Carus' campaign followed the military successes of his predecessors on the frontiers and within the empire's interior, forming an episode of recovery for Rome that had been underway from the reign of Gallienus. In light of previous defeats against the Sasanians, it was celebrated across the empire and judged by later writers equal to the Parthian campaigns of Trajan, Verus, and Severus. The account of Carus' apparent death by lightning had equally lasting impact in Roman memory, gaining greater fame over the next century. But with the Romans' swift withdrawal following his death, without any negotiations or the conclusion of a treaty, the state of relations between the two powers remained unchanged.

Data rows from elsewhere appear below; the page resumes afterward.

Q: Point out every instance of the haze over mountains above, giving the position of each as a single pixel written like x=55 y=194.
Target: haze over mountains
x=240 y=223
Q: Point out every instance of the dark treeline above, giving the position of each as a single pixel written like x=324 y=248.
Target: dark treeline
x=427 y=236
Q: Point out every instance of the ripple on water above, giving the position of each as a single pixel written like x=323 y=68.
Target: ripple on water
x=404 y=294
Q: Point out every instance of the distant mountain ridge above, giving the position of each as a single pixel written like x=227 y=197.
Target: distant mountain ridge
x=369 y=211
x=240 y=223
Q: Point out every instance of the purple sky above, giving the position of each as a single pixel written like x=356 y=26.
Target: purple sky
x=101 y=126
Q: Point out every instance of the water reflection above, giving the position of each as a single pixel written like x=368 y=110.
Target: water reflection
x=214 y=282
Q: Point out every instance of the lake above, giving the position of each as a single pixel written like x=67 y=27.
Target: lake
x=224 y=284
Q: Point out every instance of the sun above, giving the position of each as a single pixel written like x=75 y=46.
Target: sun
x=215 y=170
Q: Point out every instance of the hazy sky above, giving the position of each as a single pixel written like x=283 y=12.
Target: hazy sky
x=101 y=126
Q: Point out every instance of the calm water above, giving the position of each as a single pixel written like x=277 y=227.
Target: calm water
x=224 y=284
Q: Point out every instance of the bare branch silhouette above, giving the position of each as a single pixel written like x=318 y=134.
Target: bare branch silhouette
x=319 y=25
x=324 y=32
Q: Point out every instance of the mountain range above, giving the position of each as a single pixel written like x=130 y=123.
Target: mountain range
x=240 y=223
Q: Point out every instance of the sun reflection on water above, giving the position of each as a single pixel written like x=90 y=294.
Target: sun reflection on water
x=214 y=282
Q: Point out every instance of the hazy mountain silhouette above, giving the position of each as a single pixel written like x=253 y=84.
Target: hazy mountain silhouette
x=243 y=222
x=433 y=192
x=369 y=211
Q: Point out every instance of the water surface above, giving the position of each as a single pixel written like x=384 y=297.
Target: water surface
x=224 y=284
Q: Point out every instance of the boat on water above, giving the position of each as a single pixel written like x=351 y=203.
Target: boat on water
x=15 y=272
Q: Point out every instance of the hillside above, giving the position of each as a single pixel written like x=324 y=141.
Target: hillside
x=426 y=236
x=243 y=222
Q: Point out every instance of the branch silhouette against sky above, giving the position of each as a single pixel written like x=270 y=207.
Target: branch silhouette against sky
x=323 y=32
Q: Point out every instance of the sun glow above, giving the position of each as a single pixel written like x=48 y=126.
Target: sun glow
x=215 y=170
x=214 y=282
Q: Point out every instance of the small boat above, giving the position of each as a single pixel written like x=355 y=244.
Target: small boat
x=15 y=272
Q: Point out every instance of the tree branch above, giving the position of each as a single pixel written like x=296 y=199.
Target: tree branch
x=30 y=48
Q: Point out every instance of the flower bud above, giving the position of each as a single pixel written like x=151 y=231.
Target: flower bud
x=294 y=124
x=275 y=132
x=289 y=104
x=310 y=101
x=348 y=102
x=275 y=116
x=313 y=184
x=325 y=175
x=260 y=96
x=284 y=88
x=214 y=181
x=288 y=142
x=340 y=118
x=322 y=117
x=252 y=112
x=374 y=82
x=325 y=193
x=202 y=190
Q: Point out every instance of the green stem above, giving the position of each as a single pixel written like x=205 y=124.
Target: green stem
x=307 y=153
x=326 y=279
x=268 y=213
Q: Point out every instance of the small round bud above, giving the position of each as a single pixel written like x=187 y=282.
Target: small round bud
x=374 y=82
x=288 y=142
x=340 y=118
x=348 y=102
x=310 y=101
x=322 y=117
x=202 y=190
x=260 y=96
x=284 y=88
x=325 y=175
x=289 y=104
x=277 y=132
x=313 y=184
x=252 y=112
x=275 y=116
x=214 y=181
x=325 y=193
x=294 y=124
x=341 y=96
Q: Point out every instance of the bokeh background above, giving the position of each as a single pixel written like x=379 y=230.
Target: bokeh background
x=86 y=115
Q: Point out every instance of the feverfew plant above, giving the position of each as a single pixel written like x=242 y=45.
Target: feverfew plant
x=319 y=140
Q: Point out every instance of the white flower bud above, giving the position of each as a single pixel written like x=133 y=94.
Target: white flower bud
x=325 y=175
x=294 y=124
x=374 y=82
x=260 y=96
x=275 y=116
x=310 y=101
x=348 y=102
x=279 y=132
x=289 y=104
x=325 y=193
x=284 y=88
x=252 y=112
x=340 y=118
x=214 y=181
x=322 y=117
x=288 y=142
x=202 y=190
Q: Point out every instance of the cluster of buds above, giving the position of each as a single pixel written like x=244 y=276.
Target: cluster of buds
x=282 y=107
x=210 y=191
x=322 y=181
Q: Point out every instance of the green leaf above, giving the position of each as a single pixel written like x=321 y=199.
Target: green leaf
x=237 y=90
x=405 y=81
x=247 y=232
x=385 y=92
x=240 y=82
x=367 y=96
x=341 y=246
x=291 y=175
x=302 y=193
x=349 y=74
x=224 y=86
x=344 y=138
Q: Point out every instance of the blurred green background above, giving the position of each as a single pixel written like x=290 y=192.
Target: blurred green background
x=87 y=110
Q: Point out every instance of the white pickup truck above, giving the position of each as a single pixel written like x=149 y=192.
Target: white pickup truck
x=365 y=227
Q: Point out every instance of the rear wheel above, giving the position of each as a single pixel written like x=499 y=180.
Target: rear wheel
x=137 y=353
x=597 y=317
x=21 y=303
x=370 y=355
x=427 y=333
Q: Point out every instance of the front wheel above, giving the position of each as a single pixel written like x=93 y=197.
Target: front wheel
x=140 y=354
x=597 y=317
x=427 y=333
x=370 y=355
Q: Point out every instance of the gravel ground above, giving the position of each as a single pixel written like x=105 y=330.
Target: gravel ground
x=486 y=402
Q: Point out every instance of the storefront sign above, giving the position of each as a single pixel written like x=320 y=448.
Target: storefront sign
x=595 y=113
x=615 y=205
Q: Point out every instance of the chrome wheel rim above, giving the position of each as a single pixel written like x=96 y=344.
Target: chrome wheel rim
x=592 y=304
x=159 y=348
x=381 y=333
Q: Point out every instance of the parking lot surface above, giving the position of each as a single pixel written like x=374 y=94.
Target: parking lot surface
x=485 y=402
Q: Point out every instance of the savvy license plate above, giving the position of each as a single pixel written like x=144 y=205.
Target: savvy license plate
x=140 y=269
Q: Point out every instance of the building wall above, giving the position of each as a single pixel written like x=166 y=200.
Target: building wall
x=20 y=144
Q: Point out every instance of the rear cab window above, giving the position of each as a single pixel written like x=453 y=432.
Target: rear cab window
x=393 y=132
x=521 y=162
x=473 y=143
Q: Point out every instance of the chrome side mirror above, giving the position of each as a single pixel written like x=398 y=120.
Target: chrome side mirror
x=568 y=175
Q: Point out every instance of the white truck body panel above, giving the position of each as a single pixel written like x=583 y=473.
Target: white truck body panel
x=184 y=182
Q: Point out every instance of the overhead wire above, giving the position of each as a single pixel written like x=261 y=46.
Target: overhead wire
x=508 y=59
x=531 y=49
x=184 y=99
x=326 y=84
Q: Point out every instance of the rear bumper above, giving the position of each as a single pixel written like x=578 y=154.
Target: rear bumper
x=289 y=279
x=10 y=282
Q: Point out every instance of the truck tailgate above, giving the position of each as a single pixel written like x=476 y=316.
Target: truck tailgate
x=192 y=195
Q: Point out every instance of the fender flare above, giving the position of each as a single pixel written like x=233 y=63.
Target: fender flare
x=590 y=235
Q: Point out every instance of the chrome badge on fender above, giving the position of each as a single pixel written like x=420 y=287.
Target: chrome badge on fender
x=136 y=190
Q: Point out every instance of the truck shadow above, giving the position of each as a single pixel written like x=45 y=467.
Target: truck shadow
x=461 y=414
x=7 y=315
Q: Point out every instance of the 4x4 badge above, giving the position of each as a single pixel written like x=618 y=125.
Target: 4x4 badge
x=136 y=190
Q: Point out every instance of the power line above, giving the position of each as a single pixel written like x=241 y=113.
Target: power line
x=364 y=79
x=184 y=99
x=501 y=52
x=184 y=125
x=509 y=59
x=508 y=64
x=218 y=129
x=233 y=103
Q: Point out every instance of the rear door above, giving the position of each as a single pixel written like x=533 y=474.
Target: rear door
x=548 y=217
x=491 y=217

Whether Carus' victories led to the favourable Diocletianic settlement in 287 is unclear: Bahram II in the early 280s continued to face rebellion in the Sasanian east and he may have given concessions to Rome for a free hand against the rebels. Persian instability remained a feature of the period until the accession of Narseh in 293, returning Sasanian interests to the west. The acclamation of Diocletian, however, changed Roman policy in the east and led to a reorganisation of the frontiers. Following Narseh's defeat to Galerius, Rome's increasingly secure eastern position culminated in a peace with the Sasanians that would last decades into the fourth century.